Ele não pretendia ser mais que um repórter. Porém, ao fio da sua carreira, era um grande analista do Brasil e da política internacional, era um expert sobre as crises, os conflitos da América Latina ao Oriento Médio, inclusive sobre a Síria, que era um dos nossos pontos de contato nos últimos anos.
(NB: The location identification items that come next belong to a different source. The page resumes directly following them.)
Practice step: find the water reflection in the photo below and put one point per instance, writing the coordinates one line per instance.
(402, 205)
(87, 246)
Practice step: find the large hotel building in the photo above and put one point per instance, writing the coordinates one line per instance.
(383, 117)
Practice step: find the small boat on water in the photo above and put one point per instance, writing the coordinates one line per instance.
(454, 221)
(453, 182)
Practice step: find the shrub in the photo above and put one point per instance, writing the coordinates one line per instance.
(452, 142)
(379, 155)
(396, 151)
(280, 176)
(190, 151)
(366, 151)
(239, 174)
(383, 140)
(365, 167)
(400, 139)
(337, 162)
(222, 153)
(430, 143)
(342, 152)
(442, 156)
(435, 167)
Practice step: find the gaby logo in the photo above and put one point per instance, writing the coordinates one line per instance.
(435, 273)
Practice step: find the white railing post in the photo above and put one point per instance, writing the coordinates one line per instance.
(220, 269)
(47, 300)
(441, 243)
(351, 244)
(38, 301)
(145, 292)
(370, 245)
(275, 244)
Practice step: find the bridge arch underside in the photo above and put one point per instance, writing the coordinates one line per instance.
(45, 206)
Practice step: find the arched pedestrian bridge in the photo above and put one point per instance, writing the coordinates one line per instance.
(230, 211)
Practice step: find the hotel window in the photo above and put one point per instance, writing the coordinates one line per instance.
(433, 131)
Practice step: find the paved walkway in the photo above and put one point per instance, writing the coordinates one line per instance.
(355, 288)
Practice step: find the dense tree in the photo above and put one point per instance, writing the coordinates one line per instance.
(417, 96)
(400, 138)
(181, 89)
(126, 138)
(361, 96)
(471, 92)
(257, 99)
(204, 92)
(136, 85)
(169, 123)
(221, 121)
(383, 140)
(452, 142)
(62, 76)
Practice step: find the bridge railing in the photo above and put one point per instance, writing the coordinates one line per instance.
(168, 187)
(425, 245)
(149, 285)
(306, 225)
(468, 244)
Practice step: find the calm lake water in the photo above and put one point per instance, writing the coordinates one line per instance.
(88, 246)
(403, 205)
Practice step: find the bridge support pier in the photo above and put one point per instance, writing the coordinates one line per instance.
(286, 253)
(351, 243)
No início deste ano, quando discutíamos a criação da que seria a Comissão de Defesa dos Direitos Humanos Dom Paulo Evaristo Arns, a Comissão Arns, foi decisivo contar com as reflexões dele para que decidíssemos afinal instalar a comissão. Lembro-me dele na última reunião, na casa de José Carlos Dias, todos nós o ouvindo com admiração. Não sabia que seria a última vez que iríamos nos encontrar. Vai nos fazer uma falta danada, irreparável. Como mínima homenagem, devemos mantê-lo vivo como referência de esperança nesses tempos de horror no Brasil e no mundo.

Paulo Sérgio Pinheiro
Presidente da Comissão Arns, cientista político, ex-ministro da Secretaria de Estado de Direitos Humanos.

Membros da comissão

Ailton Krenak (líder indígena e ambientalista), André Singer (cientista político e jornalista), Antônio Cláudio Mariz de Oliveira (advogado, ex-presidente da OAB-SP), Belisário dos Santos Jr. (advogado, membro da Comissão Internacional de Juristas), Cláudia Costin (professora universitária, ex-ministra da Administração), Dalmo de Abreu Dallari (advogado, professor emérito e ex-diretor da Faculdade de Direito da USP), Fábio Konder Comparato (advogado, doutor Honoris Causa da Universidade de Coimbra, professor emérito da Faculdade de Direito da USP), José Carlos Dias (presidente da Comissão Arns, advogado, ex-ministro da Justiça), José Gregori (advogado, ex-ministro da Justiça), José Vicente (reitor da Faculdade Zumbi dos Palmares), Laura Greenhalgh (jornalista), Luiz Carlos Bresser-Pereira (economista, ex-ministro da Fazenda, da Administração e da Reforma do Estado), Luiz Felipe de Alencastro (historiador, professor da Escola de Economia da FGV/SP e professor emérito da Sorbonne Université), Manuela Carneiro da Cunha (antropóloga, professora titular aposentada da USP e da Universidade de Chicago), Margarida Bulhões Pedreira Genevois (presidente de honra da Comissão Arns, ex-presidente da Comissão Justiça e Paz da Arquidiocese de São Paulo), Maria Hermínia Tavares de Almeida (cientista política, professora titular da Universidade de São Paulo), Maria Victoria Benevides (socióloga e cientista política, professora titular da Faculdade de Educação da USP), Oscar Vilhena Vieira (jurista, professor da Faculdade de Direito da FGV/SP), Paulo Vannuchi (jornalista, cientista político, ex-ministro de Direitos Humanos), Paulo Sérgio Pinheiro (cientista político, ex-ministro da Secretaria de Estado de Direitos Humanos), Sueli Carneiro (filósofa, feminista, ativista antirracista e diretora do Gelidés), Vladimir Safatle (filósofo, professor do Departamento de Filosofia da USP)

História da comissão

A Comissão de Defesa dos Direitos Humanos ¨Dom Paulo Evaristo Arns¨ foi instalada em 20 de fevereiro de 2019, em ato público na Faculdade de Direito da USP, no largo de São Francisco (SP). Ela reúne, como membros-fundadores, 20 personalidades do mundo político, juristas, acadêmicos, intelectuais, jornalistas e militantes sociais de distintas gerações, cujo denominador comum tem sido a permanente defesa dos direitos humanos em suas áreas de atuação. O grupo se organizou de forma espontânea, voluntária e suprapartidária, para dar visibilidade a graves violações da integridade física, liberdade e dignidade humana em nosso país. Tem como prioridade os indivíduos e as populações discriminadas - mulheres, negros, indígenas, quilombolas, pessoas LGBTQs, jovens, moradores de comunidades urbanas e rurais em situação de extrema pobreza. A Comissão Arns age sentido de impedir retrocessos em marcos legais e direitos sociais conquistados pelo povo brasileiro.